日本では2毎に必ず車検を受け厳重に整備されることが当たり前であるのに対し、アメリカではそもそも車検という制度がありません。平均約16000キロメートル(約1万マイル)も走行するアメリカこそ、本来ならば車検の制度を整えるべきであると思うのですが、「壊れてから直す」といった考え方が定着しているアメリカ車と、厳しい車検制度の下で厳重に整備されている日本車とでは、中古車であればそもそもその品質にある程度差が生じてしまうことは仕方のないことであると言えるのではないでしょうか。
これが新車となると日米で大差がないことにも驚きを隠せません。


売買形態
ここで特に注目したいのは「個人間での売買」という売買形態です。世界中、特にアメリカではこの方法は非常にポピュラーです。売却希望者は休日の新聞広告や学校・アパート等の掲示板等に情報を掲載し、その後購入希望者と直接連絡を取り、実物を見て売却する、
という方法です。この売買形態の最大の利点は、なんと言ってもその値段です。アメリカでは、Kelly’s Blue Book(KBB)というインターネットサイトを基準に中古車の価格が決められていることが多いです。この価格を参考に、中古車業者を介さずに個人取り引きをしていくことが多いです。当然、中古車屋に支払う中間マージンが省かれる仕組みですので、売却希望者も購入希望者も通常より得をする、ということになります。

 しかしこれはあくまでも値段のみを中心に考えた場合のことです。個人間で自動車を売買するのですから、当然様々な問題も発生します。

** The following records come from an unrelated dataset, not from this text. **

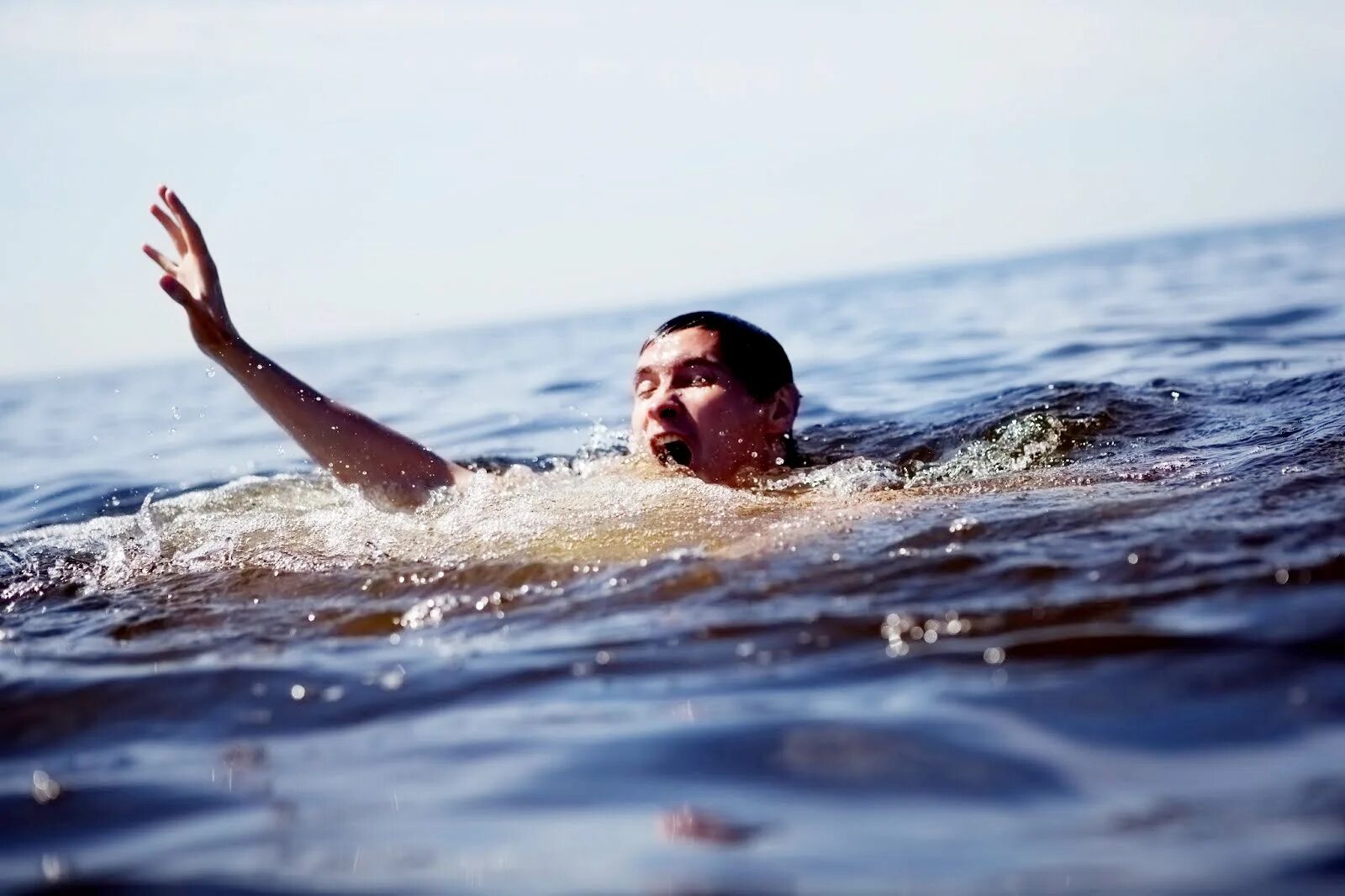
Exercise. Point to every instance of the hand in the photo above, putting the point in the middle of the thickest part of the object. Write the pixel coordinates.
(193, 280)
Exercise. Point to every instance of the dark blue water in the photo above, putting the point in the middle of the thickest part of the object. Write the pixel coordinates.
(1058, 607)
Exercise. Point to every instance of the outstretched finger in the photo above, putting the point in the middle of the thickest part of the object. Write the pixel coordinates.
(175, 291)
(159, 259)
(171, 226)
(192, 230)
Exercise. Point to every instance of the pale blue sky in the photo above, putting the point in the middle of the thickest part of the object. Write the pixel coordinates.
(397, 167)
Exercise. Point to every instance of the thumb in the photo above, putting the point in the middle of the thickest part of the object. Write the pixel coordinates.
(175, 289)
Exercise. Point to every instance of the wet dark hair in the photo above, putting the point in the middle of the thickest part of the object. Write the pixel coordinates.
(751, 354)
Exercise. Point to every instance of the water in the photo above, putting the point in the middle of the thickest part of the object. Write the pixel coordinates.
(1058, 607)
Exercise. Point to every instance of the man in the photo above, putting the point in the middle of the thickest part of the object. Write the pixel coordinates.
(713, 394)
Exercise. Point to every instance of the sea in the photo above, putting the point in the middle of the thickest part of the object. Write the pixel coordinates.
(1056, 606)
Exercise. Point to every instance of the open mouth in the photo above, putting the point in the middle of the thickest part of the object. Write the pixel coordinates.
(672, 451)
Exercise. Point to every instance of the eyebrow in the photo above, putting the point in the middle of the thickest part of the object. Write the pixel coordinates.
(686, 362)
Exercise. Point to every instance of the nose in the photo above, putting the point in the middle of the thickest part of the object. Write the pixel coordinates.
(665, 405)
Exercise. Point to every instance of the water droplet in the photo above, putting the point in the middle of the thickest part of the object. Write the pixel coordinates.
(53, 868)
(45, 788)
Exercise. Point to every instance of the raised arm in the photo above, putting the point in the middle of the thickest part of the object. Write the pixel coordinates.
(389, 467)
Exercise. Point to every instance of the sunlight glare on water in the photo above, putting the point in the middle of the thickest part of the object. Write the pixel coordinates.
(1055, 606)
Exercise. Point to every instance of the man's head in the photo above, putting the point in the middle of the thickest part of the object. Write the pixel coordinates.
(715, 394)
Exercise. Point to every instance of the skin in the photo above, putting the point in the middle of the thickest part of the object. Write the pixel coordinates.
(683, 390)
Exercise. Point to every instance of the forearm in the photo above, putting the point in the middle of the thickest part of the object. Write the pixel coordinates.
(358, 451)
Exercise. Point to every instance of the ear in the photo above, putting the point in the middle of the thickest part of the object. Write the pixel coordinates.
(782, 409)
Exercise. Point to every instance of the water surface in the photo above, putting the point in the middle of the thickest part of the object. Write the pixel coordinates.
(1056, 609)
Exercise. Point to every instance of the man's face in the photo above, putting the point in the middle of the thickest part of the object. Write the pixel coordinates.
(692, 412)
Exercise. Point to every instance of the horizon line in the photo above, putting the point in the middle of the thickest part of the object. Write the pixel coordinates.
(931, 268)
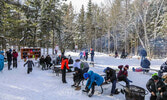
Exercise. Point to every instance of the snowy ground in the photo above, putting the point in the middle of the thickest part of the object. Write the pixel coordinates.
(45, 85)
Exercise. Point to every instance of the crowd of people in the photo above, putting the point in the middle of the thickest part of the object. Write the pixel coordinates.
(156, 85)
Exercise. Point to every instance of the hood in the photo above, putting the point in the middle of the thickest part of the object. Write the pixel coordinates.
(90, 73)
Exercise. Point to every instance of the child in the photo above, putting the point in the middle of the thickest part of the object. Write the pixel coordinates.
(93, 79)
(30, 64)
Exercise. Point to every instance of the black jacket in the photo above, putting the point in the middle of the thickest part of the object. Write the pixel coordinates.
(48, 59)
(9, 56)
(30, 64)
(151, 85)
(111, 75)
(42, 61)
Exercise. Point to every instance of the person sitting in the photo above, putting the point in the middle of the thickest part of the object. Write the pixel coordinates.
(111, 77)
(93, 79)
(145, 64)
(84, 66)
(29, 64)
(77, 77)
(163, 69)
(123, 74)
(154, 85)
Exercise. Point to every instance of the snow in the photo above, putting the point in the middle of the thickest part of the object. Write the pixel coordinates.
(16, 84)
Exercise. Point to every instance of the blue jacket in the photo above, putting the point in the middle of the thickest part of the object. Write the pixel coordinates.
(145, 63)
(94, 77)
(143, 53)
(1, 62)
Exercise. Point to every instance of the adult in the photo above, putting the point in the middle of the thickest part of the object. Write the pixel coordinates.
(64, 66)
(93, 79)
(15, 55)
(92, 55)
(42, 62)
(84, 66)
(154, 85)
(163, 69)
(110, 77)
(48, 61)
(143, 54)
(1, 60)
(77, 63)
(145, 63)
(9, 58)
(86, 55)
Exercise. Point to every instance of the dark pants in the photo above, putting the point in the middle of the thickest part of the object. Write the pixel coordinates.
(92, 56)
(153, 97)
(64, 75)
(113, 87)
(9, 64)
(14, 62)
(29, 70)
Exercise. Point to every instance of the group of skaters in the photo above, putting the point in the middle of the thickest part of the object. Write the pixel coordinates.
(84, 54)
(11, 56)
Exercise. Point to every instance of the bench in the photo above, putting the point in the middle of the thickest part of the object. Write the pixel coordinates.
(57, 69)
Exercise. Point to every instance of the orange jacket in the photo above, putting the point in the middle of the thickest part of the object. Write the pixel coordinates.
(63, 64)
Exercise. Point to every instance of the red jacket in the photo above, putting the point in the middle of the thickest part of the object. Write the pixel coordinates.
(15, 55)
(64, 63)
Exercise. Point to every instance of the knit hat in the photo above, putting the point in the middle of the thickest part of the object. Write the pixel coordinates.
(155, 77)
(127, 66)
(86, 75)
(120, 66)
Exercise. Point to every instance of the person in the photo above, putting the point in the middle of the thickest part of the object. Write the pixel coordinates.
(163, 69)
(123, 55)
(111, 77)
(70, 60)
(143, 54)
(64, 66)
(77, 63)
(92, 55)
(154, 85)
(48, 61)
(1, 60)
(84, 66)
(9, 58)
(123, 74)
(93, 79)
(15, 55)
(77, 78)
(116, 54)
(29, 64)
(81, 54)
(145, 63)
(42, 62)
(86, 55)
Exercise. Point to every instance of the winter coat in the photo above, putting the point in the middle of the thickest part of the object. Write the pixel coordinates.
(42, 61)
(70, 61)
(15, 55)
(143, 53)
(94, 77)
(9, 56)
(84, 65)
(152, 87)
(145, 63)
(64, 64)
(48, 59)
(1, 62)
(30, 64)
(77, 64)
(110, 74)
(164, 67)
(92, 53)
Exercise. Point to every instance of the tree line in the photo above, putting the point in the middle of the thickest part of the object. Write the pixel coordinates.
(113, 25)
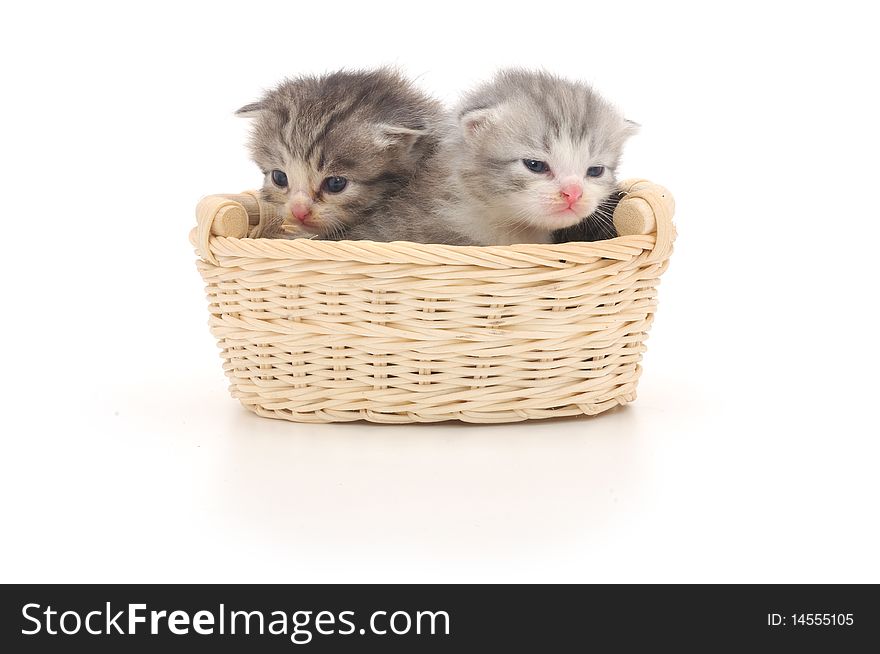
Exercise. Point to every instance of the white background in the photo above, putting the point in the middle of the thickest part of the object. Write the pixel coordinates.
(750, 455)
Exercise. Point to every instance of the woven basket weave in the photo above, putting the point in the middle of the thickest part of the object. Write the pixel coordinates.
(322, 331)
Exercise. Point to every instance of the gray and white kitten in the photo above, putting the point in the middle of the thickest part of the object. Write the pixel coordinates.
(333, 148)
(527, 154)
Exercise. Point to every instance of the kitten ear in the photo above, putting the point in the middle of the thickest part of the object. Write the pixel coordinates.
(250, 110)
(475, 120)
(631, 127)
(387, 136)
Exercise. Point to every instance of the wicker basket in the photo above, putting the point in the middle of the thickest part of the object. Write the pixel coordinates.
(322, 331)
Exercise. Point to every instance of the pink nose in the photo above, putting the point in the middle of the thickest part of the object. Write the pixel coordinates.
(572, 193)
(301, 211)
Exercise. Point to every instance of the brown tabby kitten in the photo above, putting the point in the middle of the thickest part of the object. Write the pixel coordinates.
(334, 148)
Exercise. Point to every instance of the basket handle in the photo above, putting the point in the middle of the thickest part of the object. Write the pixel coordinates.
(645, 209)
(236, 216)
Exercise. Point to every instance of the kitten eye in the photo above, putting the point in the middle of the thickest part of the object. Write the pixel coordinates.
(536, 166)
(334, 184)
(279, 178)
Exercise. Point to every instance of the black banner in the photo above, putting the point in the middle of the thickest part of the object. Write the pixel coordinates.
(441, 618)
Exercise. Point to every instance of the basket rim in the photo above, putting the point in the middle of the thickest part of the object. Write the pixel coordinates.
(646, 217)
(555, 255)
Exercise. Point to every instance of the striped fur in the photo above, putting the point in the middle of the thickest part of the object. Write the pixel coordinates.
(372, 127)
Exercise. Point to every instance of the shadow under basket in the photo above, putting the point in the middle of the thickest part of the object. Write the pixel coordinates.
(324, 331)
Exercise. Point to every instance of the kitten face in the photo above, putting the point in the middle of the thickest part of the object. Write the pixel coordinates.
(334, 148)
(539, 152)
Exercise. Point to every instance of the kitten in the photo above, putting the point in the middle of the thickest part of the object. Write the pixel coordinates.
(527, 154)
(334, 148)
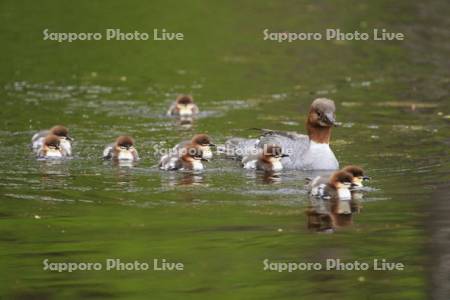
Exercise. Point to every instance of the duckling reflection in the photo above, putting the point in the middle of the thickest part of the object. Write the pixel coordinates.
(54, 170)
(186, 179)
(327, 215)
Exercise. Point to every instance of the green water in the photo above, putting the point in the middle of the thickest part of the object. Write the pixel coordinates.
(392, 98)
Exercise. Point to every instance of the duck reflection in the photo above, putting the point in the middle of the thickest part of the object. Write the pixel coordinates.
(269, 177)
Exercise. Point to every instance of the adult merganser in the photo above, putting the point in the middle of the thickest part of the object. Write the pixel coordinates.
(337, 187)
(191, 159)
(306, 152)
(37, 141)
(184, 106)
(122, 150)
(269, 159)
(51, 148)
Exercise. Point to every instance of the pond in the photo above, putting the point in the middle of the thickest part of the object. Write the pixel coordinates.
(224, 222)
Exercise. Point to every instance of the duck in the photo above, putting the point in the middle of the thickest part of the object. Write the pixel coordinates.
(37, 141)
(122, 150)
(183, 106)
(201, 141)
(51, 148)
(269, 159)
(306, 152)
(337, 187)
(190, 158)
(357, 172)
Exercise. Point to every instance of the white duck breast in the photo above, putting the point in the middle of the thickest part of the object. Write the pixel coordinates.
(197, 165)
(206, 152)
(66, 146)
(344, 194)
(125, 155)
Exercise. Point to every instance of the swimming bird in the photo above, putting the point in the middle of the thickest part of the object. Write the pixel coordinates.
(122, 150)
(51, 148)
(306, 152)
(37, 141)
(201, 141)
(356, 171)
(183, 106)
(337, 187)
(190, 158)
(269, 159)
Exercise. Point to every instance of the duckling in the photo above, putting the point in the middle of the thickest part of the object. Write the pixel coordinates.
(358, 175)
(356, 171)
(201, 141)
(51, 148)
(191, 159)
(183, 106)
(306, 152)
(122, 149)
(37, 141)
(269, 159)
(337, 187)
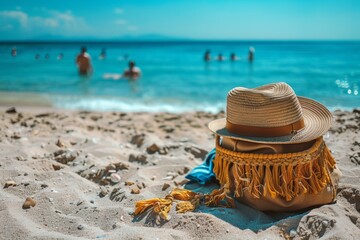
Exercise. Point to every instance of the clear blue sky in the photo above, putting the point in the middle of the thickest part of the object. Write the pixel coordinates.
(194, 19)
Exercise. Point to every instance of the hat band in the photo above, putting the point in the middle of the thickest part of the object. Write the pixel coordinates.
(252, 131)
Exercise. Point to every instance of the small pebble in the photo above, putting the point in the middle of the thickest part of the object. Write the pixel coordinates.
(135, 190)
(29, 202)
(9, 184)
(293, 233)
(325, 223)
(115, 178)
(165, 186)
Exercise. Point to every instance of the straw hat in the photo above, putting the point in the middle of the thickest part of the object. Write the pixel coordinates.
(272, 114)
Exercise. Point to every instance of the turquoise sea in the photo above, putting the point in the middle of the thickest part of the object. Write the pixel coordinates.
(174, 76)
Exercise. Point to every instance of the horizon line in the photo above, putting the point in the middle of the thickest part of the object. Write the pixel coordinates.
(168, 40)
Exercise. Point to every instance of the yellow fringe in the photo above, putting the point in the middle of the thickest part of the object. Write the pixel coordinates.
(162, 206)
(276, 175)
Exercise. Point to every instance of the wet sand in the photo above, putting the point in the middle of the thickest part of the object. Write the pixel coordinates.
(84, 172)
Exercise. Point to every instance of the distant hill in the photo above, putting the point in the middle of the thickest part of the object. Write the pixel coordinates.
(59, 38)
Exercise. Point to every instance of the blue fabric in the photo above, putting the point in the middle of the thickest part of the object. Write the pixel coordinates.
(203, 173)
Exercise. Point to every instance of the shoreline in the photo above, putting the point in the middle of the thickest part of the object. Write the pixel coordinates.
(31, 100)
(53, 156)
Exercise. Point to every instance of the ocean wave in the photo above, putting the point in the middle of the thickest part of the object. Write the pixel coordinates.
(115, 104)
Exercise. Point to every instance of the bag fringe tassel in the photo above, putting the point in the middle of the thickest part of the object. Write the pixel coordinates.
(276, 175)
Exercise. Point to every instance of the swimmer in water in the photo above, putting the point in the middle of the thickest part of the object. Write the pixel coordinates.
(132, 72)
(60, 56)
(233, 57)
(207, 56)
(220, 57)
(83, 61)
(102, 54)
(251, 54)
(14, 52)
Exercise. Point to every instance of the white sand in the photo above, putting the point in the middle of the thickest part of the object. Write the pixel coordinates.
(61, 178)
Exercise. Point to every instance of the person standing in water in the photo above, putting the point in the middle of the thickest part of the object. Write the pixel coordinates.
(233, 57)
(207, 56)
(14, 52)
(220, 57)
(251, 54)
(83, 61)
(132, 72)
(102, 54)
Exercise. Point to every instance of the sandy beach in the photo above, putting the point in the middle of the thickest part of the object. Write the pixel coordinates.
(82, 173)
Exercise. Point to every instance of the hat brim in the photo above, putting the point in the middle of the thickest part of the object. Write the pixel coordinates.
(317, 119)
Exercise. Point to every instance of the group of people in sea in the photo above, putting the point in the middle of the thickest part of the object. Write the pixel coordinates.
(85, 68)
(233, 57)
(83, 61)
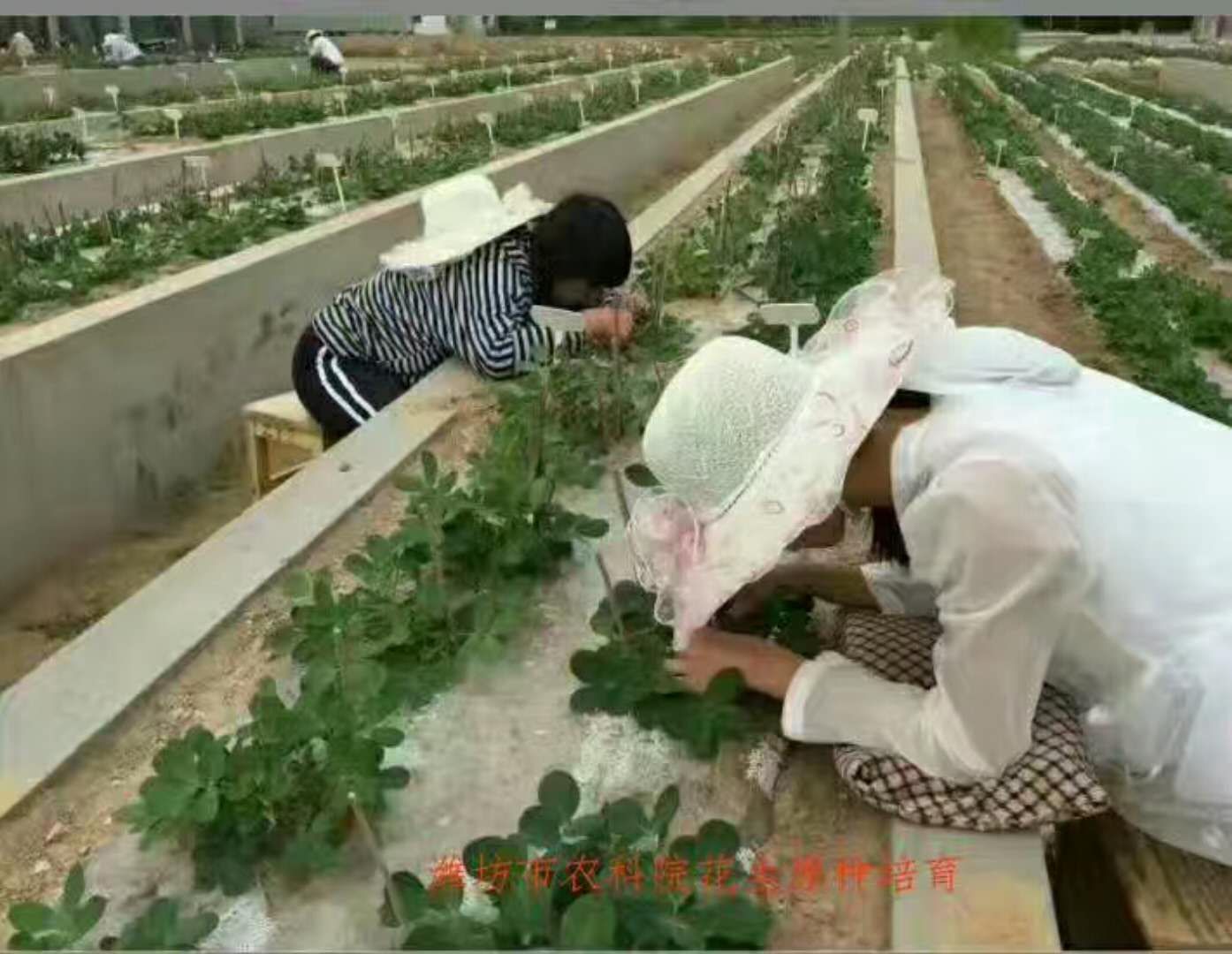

 そのひとつが「故障」に関するものです。売却希望者の中には事故歴等を隠したまま購入をすすめるような人もいないとは言い切れません。そこで、車に関して質問をする際、必ず自動車の車体番号を聞いておきましょう。アメリカでは、車体番号から大きな事故歴や所有歴が確認できるシステムがあります。これらを必ず自分の目で確認することによって、少しでも両者間のトラブルを防げるのではないかと思います。


車を購入する手順
次に、アメリカで個人売買によって中古車を購入する手順です。
広告や掲示板を見て、連絡を取り、実物を見ます。その自動車が気に入ったのでぜひ購入しようと思った場合、次のような手順で購入手続きをすすめます。

 まず、引き渡し方法や支払い方法等を確認します。登録を行うのですが、登録に関する法律や条令は州によって様々なので、よく確認することが必要です。よくあるパターンとして、車の所有者が持っている権利書または所有者の証明書を売却者が購入者に譲渡し、その後売却者と購入者の両方が、立会人(自動車登録立会い人)の立会いのもと売買成立を確認して用紙に署名をします。そして登録所を各州の交通局に送って登録手続きをします。この間は約1ヶ月以上もかかる場合があります。しかし早ければその日のうちに持ってかえることも可能なので、確認が必要です。

注意点
個人間の売買の場合、業者を介するよりも不安な点が多いと思います。例えば購入した車が実は盗難車なのではないか、という問題。売却希望者側からナンバープレートをそのまま引き継ぐことを強く勧められた場合は要注意です。

何も知らずに購入した購入者も捕まってしまいます。また、保険も要確認です。初めて車を購入する人は新規に契約をする必要がある。現在すでに車を持っている人に関しては、その車の保険で一時的にカバーできることがあるようです。個人間で売買される場合は、ディーラーや販売店と違って当然補償制度は一切ありません。そのため、万が一故障してしまった場合のことも考え、保険はしっかり選択する必要がありそうです。

 また、支払い方法にも注意が必要です。銀行が発行しているキャッシャーズチェックを使う場合が多いです。ローンで買う場合は、購入者側がローンの申請、手続き等を行う必要があります。ローン会社に問い合わせ詳細を確認する必要があります。